Viewed in this light, the current equity raise can be framed as "equity injection to fund the massive investment that debt financing alone could not cover, without damaging the balance sheet — after having pushed borrowing as far as it could go." The full mobilization of both debt and equity across multiple currencies — dollars, sterling, yen, and more — speaks to the unprecedented scale that AI infrastructure investment has now reached.

Future points of attention——when and what kind of new developments will be measured

Finally, I would like to map out what new developments might be observed, and when, from today (June 3, 2026) onward.

The most immediate focus is the "closing (settlement completion)" of the $30 billion public offering and the $10 billion allocation to Berkshire. These are expected to be executed within a few days of the announcement, and the actual issue price and strength of demand will serve as the first litmus test of the market's confidence in AI infrastructure investment. Then, in the third quarter of 2026 (July–September), an ATM program of up to $40 billion is set to launch. Whether this creates the "muddy" selling pressure Cramer warned about, or whether it is absorbed by robust demand, will be an indispensable observation point for reading stock price trends from summer onward.

In the medium term, Alphabet's second-quarter 2026 earnings (expected to be reported from late July through August) will be critical. Market attention will focus on whether Alphabet raises its 2026 capital expenditure guidance ($180–190 billion) even further, and when it will provide specific figures for the investment amounts it has previewed as "significantly exceeding 2026 in 2027." The growth rate and order backlog of cloud revenue, and how the ballooning capital expenditure feeds back into free cash flow and profits, will be the material that settles the bull-versus-bear debate.

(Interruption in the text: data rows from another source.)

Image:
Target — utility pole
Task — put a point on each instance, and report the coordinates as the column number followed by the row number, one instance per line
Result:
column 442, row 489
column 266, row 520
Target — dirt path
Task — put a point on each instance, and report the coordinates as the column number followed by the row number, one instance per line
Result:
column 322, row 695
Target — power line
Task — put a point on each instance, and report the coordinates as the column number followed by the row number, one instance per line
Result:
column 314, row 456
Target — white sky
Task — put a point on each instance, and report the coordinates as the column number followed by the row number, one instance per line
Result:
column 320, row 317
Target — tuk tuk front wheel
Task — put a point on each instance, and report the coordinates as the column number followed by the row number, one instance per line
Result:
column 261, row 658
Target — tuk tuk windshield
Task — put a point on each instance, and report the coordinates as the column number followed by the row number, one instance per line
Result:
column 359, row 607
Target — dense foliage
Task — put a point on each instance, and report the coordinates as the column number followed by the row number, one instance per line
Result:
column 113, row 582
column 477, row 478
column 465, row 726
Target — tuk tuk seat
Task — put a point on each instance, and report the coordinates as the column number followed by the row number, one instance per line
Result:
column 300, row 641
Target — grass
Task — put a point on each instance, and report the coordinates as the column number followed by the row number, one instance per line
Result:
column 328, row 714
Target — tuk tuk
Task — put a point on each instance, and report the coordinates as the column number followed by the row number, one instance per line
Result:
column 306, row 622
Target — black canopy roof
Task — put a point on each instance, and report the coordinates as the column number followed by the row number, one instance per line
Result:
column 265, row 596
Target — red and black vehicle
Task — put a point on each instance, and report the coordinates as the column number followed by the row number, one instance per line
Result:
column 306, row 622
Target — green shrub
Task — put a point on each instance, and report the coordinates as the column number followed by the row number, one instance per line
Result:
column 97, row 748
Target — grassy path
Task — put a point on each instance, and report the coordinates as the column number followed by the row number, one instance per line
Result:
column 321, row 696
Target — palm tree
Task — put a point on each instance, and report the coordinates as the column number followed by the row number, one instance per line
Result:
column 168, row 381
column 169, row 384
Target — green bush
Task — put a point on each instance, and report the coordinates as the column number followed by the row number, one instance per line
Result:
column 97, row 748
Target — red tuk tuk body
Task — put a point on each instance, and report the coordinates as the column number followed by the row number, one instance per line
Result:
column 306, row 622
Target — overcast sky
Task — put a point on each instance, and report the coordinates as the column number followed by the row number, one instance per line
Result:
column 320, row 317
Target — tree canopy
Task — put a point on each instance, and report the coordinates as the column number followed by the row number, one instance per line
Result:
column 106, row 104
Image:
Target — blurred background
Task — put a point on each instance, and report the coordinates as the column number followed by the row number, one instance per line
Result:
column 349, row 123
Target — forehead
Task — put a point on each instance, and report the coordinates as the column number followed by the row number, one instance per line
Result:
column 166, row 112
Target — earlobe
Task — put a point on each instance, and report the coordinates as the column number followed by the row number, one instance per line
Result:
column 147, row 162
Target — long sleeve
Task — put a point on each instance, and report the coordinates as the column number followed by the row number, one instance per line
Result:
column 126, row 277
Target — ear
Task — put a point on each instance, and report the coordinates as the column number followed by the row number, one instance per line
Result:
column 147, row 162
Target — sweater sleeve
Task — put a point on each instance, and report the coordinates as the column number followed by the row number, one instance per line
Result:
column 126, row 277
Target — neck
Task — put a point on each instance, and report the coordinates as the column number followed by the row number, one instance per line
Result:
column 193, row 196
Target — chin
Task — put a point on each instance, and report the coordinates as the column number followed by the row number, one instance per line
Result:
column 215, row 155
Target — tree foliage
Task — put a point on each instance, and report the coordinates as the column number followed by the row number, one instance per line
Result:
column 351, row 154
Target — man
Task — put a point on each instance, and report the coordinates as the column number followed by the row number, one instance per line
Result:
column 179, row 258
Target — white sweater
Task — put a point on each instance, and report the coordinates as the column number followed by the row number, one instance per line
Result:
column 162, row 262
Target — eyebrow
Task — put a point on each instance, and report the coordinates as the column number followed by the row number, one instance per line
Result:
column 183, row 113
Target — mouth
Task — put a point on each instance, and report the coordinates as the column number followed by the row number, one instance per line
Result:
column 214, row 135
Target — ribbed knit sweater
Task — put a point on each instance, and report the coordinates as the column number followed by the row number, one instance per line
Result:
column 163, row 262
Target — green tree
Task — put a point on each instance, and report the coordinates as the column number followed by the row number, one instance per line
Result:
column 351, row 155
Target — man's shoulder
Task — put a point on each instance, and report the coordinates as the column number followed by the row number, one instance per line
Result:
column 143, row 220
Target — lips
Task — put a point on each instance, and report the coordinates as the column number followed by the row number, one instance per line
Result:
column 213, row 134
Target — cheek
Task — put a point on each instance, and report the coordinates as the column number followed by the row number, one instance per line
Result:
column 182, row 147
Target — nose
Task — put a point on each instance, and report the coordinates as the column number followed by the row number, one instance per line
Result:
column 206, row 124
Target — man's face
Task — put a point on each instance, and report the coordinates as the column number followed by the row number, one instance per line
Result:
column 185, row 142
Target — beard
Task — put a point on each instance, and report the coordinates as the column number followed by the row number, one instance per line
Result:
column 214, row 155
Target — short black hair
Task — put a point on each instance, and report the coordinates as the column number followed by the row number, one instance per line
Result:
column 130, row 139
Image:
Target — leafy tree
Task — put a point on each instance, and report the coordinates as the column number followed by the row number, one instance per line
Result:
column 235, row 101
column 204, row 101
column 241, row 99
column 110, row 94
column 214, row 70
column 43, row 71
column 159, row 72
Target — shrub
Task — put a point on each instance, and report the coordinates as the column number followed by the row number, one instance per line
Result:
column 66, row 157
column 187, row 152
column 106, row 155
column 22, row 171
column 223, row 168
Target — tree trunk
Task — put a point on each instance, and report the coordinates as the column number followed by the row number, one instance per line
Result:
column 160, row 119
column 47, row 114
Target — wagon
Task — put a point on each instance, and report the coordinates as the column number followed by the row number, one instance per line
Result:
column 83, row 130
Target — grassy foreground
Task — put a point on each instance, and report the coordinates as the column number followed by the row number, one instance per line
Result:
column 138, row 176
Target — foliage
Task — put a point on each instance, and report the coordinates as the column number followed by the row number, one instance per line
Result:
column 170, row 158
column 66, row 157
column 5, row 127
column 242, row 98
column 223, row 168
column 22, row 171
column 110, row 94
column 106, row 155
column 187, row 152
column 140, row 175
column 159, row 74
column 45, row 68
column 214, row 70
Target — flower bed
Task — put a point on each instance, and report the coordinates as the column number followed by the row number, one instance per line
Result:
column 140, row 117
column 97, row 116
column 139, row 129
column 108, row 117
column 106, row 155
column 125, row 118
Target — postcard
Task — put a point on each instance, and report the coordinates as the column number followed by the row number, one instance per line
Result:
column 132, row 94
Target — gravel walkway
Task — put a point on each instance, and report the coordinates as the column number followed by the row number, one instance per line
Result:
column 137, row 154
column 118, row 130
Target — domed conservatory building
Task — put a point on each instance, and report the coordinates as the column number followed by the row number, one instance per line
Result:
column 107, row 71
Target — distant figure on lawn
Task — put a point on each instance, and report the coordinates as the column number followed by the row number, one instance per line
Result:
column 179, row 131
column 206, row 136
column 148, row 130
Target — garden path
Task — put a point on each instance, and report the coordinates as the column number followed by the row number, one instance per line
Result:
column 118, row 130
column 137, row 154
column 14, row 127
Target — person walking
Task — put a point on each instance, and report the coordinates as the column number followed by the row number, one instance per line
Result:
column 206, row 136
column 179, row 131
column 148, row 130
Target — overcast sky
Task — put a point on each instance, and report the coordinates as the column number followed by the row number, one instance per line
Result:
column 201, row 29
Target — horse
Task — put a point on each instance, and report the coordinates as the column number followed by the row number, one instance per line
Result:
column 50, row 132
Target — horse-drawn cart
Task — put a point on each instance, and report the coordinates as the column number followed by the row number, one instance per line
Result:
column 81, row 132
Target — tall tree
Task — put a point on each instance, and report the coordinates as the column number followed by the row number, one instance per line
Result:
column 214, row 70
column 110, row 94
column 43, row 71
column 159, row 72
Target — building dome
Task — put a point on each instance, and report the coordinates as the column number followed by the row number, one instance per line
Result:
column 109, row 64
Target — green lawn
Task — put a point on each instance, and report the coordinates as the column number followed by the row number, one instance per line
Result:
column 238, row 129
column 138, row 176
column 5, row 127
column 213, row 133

And from a broader perspective, IPOs of AI-related companies such as Anthropic, OpenAI, and SpaceX are likely to follow in succession through the second half of 2026. Whether the $80 billion Alphabet secured by "getting ahead of the curve" ends up competing with these large-scale listings for equity market capital, or whether the inflow of funds into AI accelerates even further and absorbs everything — this is precisely the battle over the "total volume of liquidity" that Silicon Valley VCs are watching with bated breath. Will the arms race in AI infrastructure face a new constraint in the form of capital market capacity? Alphabet's largest-ever fundraise has fired the starting gun, posing that question to the entire market.